6.824 2012 Lecture 19: PNUTS

Brian F. Cooper, Raghu Ramakrishnan, Utkarsh Srivastava, Adam
Silberstein, Philip Bohannon, Hans-Arno Jacobsen, Nick Puz, Daniel
Weaver and Ramana Yerneni. PNUTS: Yahoo!'s Hosted Data Serving
Platform. Proceedings of VLDB, 2008.

what is PNUTS' overall goal?
  [world, browsers, data centers]
  overall story similar to that of MegaStore
  10s of data centers ("sites") all over the world
  web applications, e.g. mail, shopping, social net
    each app probably runs at all sites
  PNUTS keeps state for apps
    per-user: profile, shopping cart, friend list
    per-item: book popularity, user comments
  app might need any piece of data at any data center
  need to handle lots of concurrent updates to different data
    e.g. lots of users must be able to add items to shopping cart at same time
    thus 1000s of PNUTS servers
  must cope well with partial failures
    1000s of servers => crashes must be frequent

non-traditional architecture
  traditional would be central site, send all user requests there
  people have not been building this kind of system for very long
  but this is the way a lot of big web apps are going
    similar recent designs: Amazon Dynamo, Facebook's Cassandra, MegaStore
  warning: not much consensus or traditional wisdom here

overview
  [diagram: 3 sites, browsers, web apps, tablet ctlrs, routers, storage units, MBs]
  each site has all data
  each table partitioned by key over storage units
    tablet servers + routers know the partition plan

why does it make sense for every site to have all data?
  reads will be fast
  read success only depends on local cluster, not WAN reliability

what are some down-sides of a copy at each site?
  (disk space prob not an issue for their uses)
  updates will be slow, need to contact every site
  need to keep replicas identical
    all must see same updates, in same order

what is the data and query model?
  table
    record
      primary key + attributes (columns)
  queries only by primary key, which must be unique
  also supports range scan on primary key
  reads/writes can probably be by column
    so a write might replace just one column, not whole record

how do updates work?
  app server gets web request, needs to write data in PNUTS
  need to update every site!
  why not just have app logic send update to every site?
    what if app crashes after updating only some sites?
    what if concurrent updates to same record?
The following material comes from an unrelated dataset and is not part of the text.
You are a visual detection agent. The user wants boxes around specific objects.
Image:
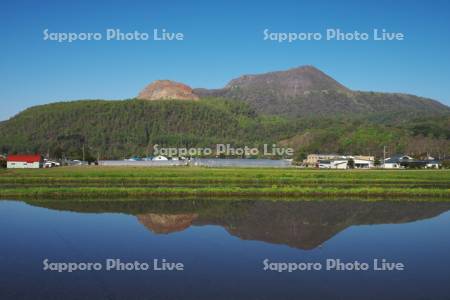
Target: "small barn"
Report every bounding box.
[6,154,44,169]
PNUTS has a "record master" for each record
  all updates must go through that site
    each record has a hidden column indicating site of record master
  responsible storage unit executes updates one at a time per record
  tells MB to broadcast update to all sites

so the complete update story (some guesswork):
  app wants to update some columns of a record, knows key
  1. app sends key and update to local SU1
  2. SU1 looks up record master for key: SI2
  3. SU1 sends update request to router at SI2
  4. router at SI2 forwards update to local SU2 for key
  6. SU2 sends update to local Message Broker (MB)
  7. MB stores on disk + backup MB, sends vers # to original app
     how does MB know the vers #? maybe SU2 told it
     or perhaps SU2 (not MB) replies to original app
  8. MB sends update to router at every site
  9. every site updates local copy

puzzles:
  paper says MB is commit point
  does SU2 perform update before or after talking to MB?
    what if SU2 crashes at a bad time?
    maybe they are serious that they never recover a crashed SU?
  who assigns version #, and when?
  who replies to the app?

writes seem like they'd be slow -- why does it make sense?
  master likely to be local
  MB distribution is async (app does not wait)
  down side: readers at non-master sites may see stale data

how does a read-only query execute?
  multiple kinds of reads (section 2.2) -- why?
  how does each work?
  why is each needed?
  read-any(k)
    read from local SU
    might return stale data (even if you just wrote!)
    why: fast!
  read-critical(k, required_version)
    maybe read from local SU if it has vers >= required_version
    otherwise read from master SU?
    why: reflects app's writes; maybe fast
  read-latest(k)
    always read from master SU (? "if local copy too stale")
    slow if master is remote!
    why: app needs fresh data

what if you need to increment a counter stored in a record?
  app reads old value, increments locally, writes new value
  what if the local read produced stale data?
  what if read was OK, but concurrent updates?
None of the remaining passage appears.